The world of crypto had its fair share of lows in 2018 and, even though it did not seem like it at the time, the effects of the year-long bear market of the last year affected much more than the prices of the digital currencies. Some of the worst-hit sectors were those that had a direct link to crypto, that is, related businesses such as large-scale mining businesses suffered greatly. This was primarily because the crypto market was beginning to become less appealing to some of the largest firms in the world and they began to slowly pull the plug on what were once some of the most lucrative operations in the industry.
China’s Bitmain to Pull the Plug
Crypto mining giant, Bitmain was once considered a titan in the digital currency mining business, not just in China but in the whole world as well. In fact, the company controlled close to 80 percent of all the hardware that was used in the generation of new digital currencies. Well, not anymore. The company is no longer as highly regarded as it was a short while back and there are even reports that it is planning to lay off between 50 and 80 percent of its staff. This is despite the fact Bitmain controls some of the largest mining pools on the planet and is the leading supplier of the mining equipment, both of which gave it significant control over the bitcoin and Bitcoin Cash networks.

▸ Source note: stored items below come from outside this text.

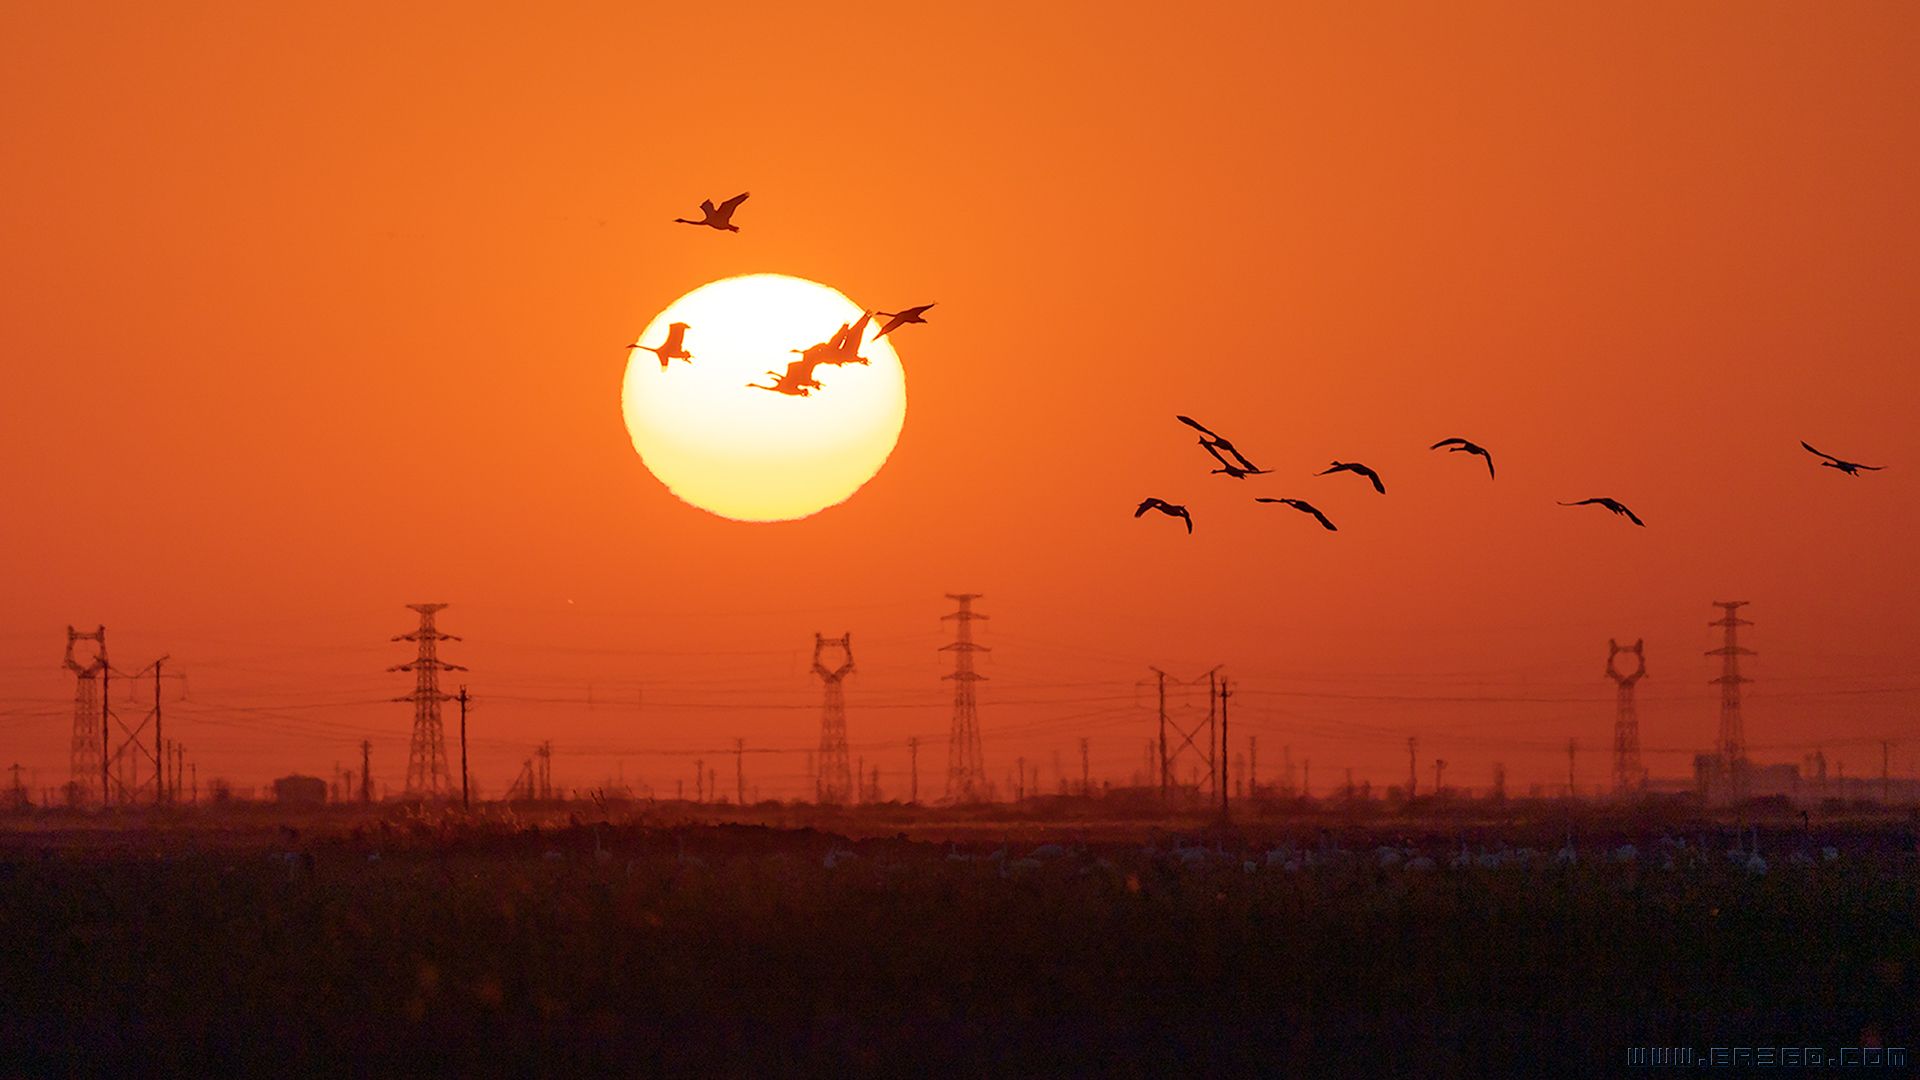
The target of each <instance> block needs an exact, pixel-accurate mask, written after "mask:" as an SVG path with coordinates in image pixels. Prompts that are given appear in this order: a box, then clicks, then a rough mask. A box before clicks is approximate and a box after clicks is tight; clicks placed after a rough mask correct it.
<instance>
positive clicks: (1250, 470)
mask: <svg viewBox="0 0 1920 1080" xmlns="http://www.w3.org/2000/svg"><path fill="white" fill-rule="evenodd" d="M1173 419H1177V421H1181V423H1183V425H1187V427H1190V429H1194V430H1198V432H1200V446H1206V452H1208V454H1212V455H1213V459H1215V461H1219V463H1221V465H1223V469H1213V471H1215V473H1225V475H1229V477H1233V479H1235V480H1238V479H1244V477H1250V475H1256V473H1269V471H1271V469H1261V467H1260V465H1254V463H1252V461H1248V459H1246V455H1244V454H1240V450H1238V448H1236V446H1235V444H1233V442H1229V440H1225V438H1221V436H1217V434H1213V432H1212V430H1210V429H1208V427H1206V425H1204V423H1200V421H1196V419H1192V417H1179V415H1177V417H1173ZM1221 450H1225V452H1227V454H1231V455H1233V461H1227V459H1225V457H1221V454H1219V452H1221Z"/></svg>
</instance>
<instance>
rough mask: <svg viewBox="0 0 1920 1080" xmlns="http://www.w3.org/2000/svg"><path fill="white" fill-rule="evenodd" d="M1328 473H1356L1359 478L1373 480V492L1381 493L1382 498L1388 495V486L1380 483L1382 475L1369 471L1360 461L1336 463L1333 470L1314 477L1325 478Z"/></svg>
mask: <svg viewBox="0 0 1920 1080" xmlns="http://www.w3.org/2000/svg"><path fill="white" fill-rule="evenodd" d="M1327 473H1354V475H1357V477H1365V479H1369V480H1373V490H1377V492H1380V494H1382V496H1384V494H1386V484H1382V482H1380V475H1379V473H1375V471H1373V469H1367V467H1365V465H1361V463H1359V461H1334V463H1332V467H1331V469H1321V471H1319V473H1313V475H1315V477H1325V475H1327Z"/></svg>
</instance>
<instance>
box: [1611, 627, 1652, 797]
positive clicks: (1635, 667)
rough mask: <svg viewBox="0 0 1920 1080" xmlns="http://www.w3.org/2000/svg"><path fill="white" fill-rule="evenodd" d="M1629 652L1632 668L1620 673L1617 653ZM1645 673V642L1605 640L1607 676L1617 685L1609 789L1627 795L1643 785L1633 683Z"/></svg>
mask: <svg viewBox="0 0 1920 1080" xmlns="http://www.w3.org/2000/svg"><path fill="white" fill-rule="evenodd" d="M1622 655H1632V657H1634V659H1636V661H1638V663H1636V665H1634V671H1630V673H1622V671H1620V669H1619V667H1617V661H1619V657H1622ZM1645 675H1647V642H1645V638H1642V640H1636V642H1634V644H1632V646H1622V644H1620V642H1615V640H1611V638H1609V640H1607V678H1611V680H1613V682H1615V686H1617V688H1619V692H1617V696H1615V709H1613V790H1615V794H1620V796H1630V794H1634V792H1638V790H1642V788H1645V786H1647V771H1645V769H1642V767H1640V707H1638V705H1636V703H1634V684H1636V682H1640V680H1642V678H1645Z"/></svg>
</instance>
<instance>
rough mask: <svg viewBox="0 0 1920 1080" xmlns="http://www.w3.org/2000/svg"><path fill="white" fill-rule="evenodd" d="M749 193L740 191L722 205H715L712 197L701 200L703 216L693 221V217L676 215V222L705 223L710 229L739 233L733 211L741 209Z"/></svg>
mask: <svg viewBox="0 0 1920 1080" xmlns="http://www.w3.org/2000/svg"><path fill="white" fill-rule="evenodd" d="M747 194H749V192H739V194H737V196H733V198H730V200H726V202H722V204H720V206H714V200H710V198H707V200H701V215H703V217H701V219H699V221H693V219H691V217H676V219H674V223H676V225H705V227H708V229H718V231H722V233H739V225H733V211H735V209H739V204H743V202H747Z"/></svg>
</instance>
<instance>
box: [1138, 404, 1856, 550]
mask: <svg viewBox="0 0 1920 1080" xmlns="http://www.w3.org/2000/svg"><path fill="white" fill-rule="evenodd" d="M1173 419H1177V421H1181V423H1183V425H1187V427H1190V429H1194V430H1198V432H1200V446H1202V448H1204V450H1206V452H1208V455H1212V457H1213V461H1215V463H1217V465H1219V467H1217V469H1212V473H1210V475H1215V477H1219V475H1223V477H1229V479H1235V480H1244V479H1248V477H1261V475H1267V473H1273V469H1261V467H1260V465H1254V461H1252V459H1248V457H1246V454H1242V452H1240V448H1238V446H1235V444H1233V440H1229V438H1227V436H1223V434H1219V432H1215V430H1213V429H1210V427H1206V425H1204V423H1200V421H1196V419H1192V417H1187V415H1175V417H1173ZM1801 446H1803V448H1807V452H1809V454H1814V455H1818V457H1822V461H1820V465H1822V467H1826V469H1837V471H1839V473H1845V475H1849V477H1859V475H1860V471H1862V469H1864V471H1868V473H1878V471H1880V469H1884V465H1860V463H1859V461H1847V459H1843V457H1834V455H1832V454H1824V452H1820V450H1814V448H1812V446H1811V444H1807V442H1805V440H1803V442H1801ZM1427 450H1446V452H1448V454H1467V455H1469V457H1478V459H1482V461H1486V479H1488V480H1494V479H1496V473H1494V455H1492V452H1488V450H1486V448H1484V446H1480V444H1478V442H1473V440H1469V438H1459V436H1453V438H1442V440H1440V442H1434V444H1432V446H1428V448H1427ZM1332 473H1352V475H1356V477H1359V479H1363V480H1367V482H1369V484H1373V490H1375V492H1377V494H1382V496H1384V494H1386V480H1382V479H1380V475H1379V473H1377V471H1375V469H1371V467H1367V465H1363V463H1359V461H1338V459H1334V461H1332V463H1331V465H1327V467H1325V469H1321V471H1319V473H1313V475H1315V477H1327V475H1332ZM1254 502H1260V503H1271V505H1286V507H1292V509H1296V511H1300V513H1304V515H1308V517H1311V519H1313V521H1317V523H1319V525H1321V528H1325V530H1327V532H1338V530H1340V527H1338V525H1334V523H1332V521H1331V519H1329V517H1327V515H1325V513H1321V509H1319V507H1317V505H1313V503H1309V502H1308V500H1300V498H1273V496H1256V498H1254ZM1555 502H1557V503H1559V505H1597V507H1601V509H1607V511H1613V513H1615V515H1619V517H1624V519H1626V521H1630V523H1634V525H1638V527H1642V528H1645V525H1647V523H1645V521H1642V519H1640V515H1638V513H1634V511H1632V507H1628V505H1626V503H1622V502H1620V500H1617V498H1607V496H1596V498H1586V500H1572V502H1559V500H1555ZM1148 511H1158V513H1164V515H1167V517H1177V519H1181V521H1183V523H1185V525H1187V532H1188V534H1192V530H1194V515H1192V511H1190V509H1187V505H1185V503H1175V502H1167V500H1164V498H1144V500H1140V505H1137V507H1135V509H1133V517H1144V515H1146V513H1148Z"/></svg>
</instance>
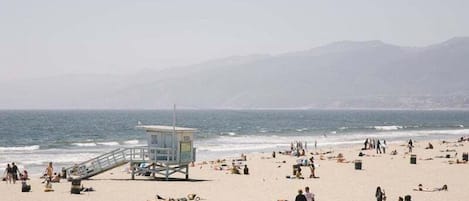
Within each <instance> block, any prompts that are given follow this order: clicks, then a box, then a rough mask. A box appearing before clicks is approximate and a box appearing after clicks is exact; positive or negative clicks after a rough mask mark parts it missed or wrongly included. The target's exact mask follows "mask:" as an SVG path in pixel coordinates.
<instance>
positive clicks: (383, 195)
mask: <svg viewBox="0 0 469 201" xmlns="http://www.w3.org/2000/svg"><path fill="white" fill-rule="evenodd" d="M375 197H376V201H383V198H384V191H382V190H381V187H379V186H378V188H376V193H375Z"/></svg>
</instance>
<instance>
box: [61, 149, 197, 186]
mask: <svg viewBox="0 0 469 201" xmlns="http://www.w3.org/2000/svg"><path fill="white" fill-rule="evenodd" d="M150 152H151V153H160V154H158V155H155V154H149V153H150ZM151 155H153V156H154V159H152V158H150V157H149V156H151ZM174 155H175V153H173V152H171V150H170V149H164V148H157V149H155V148H148V147H133V148H119V149H115V150H112V151H110V152H108V153H105V154H102V155H100V156H97V157H95V158H92V159H90V160H87V161H85V162H82V163H78V164H76V165H74V166H72V167H68V168H66V169H65V171H66V174H67V178H73V179H88V178H90V177H93V176H96V175H98V174H101V173H103V172H106V171H108V170H110V169H113V168H116V167H119V166H122V165H124V164H127V163H130V166H131V167H132V168H131V170H132V179H134V175H135V174H136V173H147V172H150V173H152V175H153V176H154V175H155V174H159V175H162V176H164V177H166V179H168V177H169V176H170V175H172V174H174V173H178V172H179V173H182V174H185V175H186V179H188V174H189V169H188V163H180V162H175V161H174V160H173V159H174V158H175V156H174ZM142 163H146V164H152V165H150V166H147V167H138V165H139V164H142ZM184 169H185V170H184Z"/></svg>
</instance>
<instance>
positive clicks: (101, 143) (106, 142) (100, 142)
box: [96, 141, 119, 146]
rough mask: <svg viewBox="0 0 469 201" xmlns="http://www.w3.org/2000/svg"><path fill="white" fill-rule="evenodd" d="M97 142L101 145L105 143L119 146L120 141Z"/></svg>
mask: <svg viewBox="0 0 469 201" xmlns="http://www.w3.org/2000/svg"><path fill="white" fill-rule="evenodd" d="M96 144H99V145H104V146H118V145H119V143H118V142H114V141H112V142H97V143H96Z"/></svg>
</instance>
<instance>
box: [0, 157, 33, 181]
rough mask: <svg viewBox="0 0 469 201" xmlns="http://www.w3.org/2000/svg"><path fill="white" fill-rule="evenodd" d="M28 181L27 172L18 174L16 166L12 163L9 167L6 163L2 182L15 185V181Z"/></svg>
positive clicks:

Unfortunately, as the prices of the digital currencies continued to dwindle in 2018 and the level of difficulty in minting new digital coins remained high, there was a significant drop in profitability. As a result, a number of companies including Bitmain have chosen to exit the large-scale cryptocurrency mining business which is no longer viable since the cost of hardware and power is much higher than the value of the digital currencies that are mined.
The Situation in Japan
According to Japanese media, GMO, one of the country’s retail giants, is pulling out of the bitcoin mining hardware industry in Japan citing increased pressure on the profitability of the business due to increased hash rates and mining competition. The move, as it turns out, reportedly cost GMO a whopping 25 billion Yen. Despite exiting the crypto mining hardware business, GMO will still continue to mine and also plans to launch a cryptocurrency exchange in the near future.
Japanese e-commerce company DMM is also reportedly leaving the business through the closure of its crypto mining firm in Kanazawa. As expected, the company also cited declining profits as the main reason for the move. The company now intends to focus on its crypto exchange platform that has already achieved full regulatory and license status in Japan.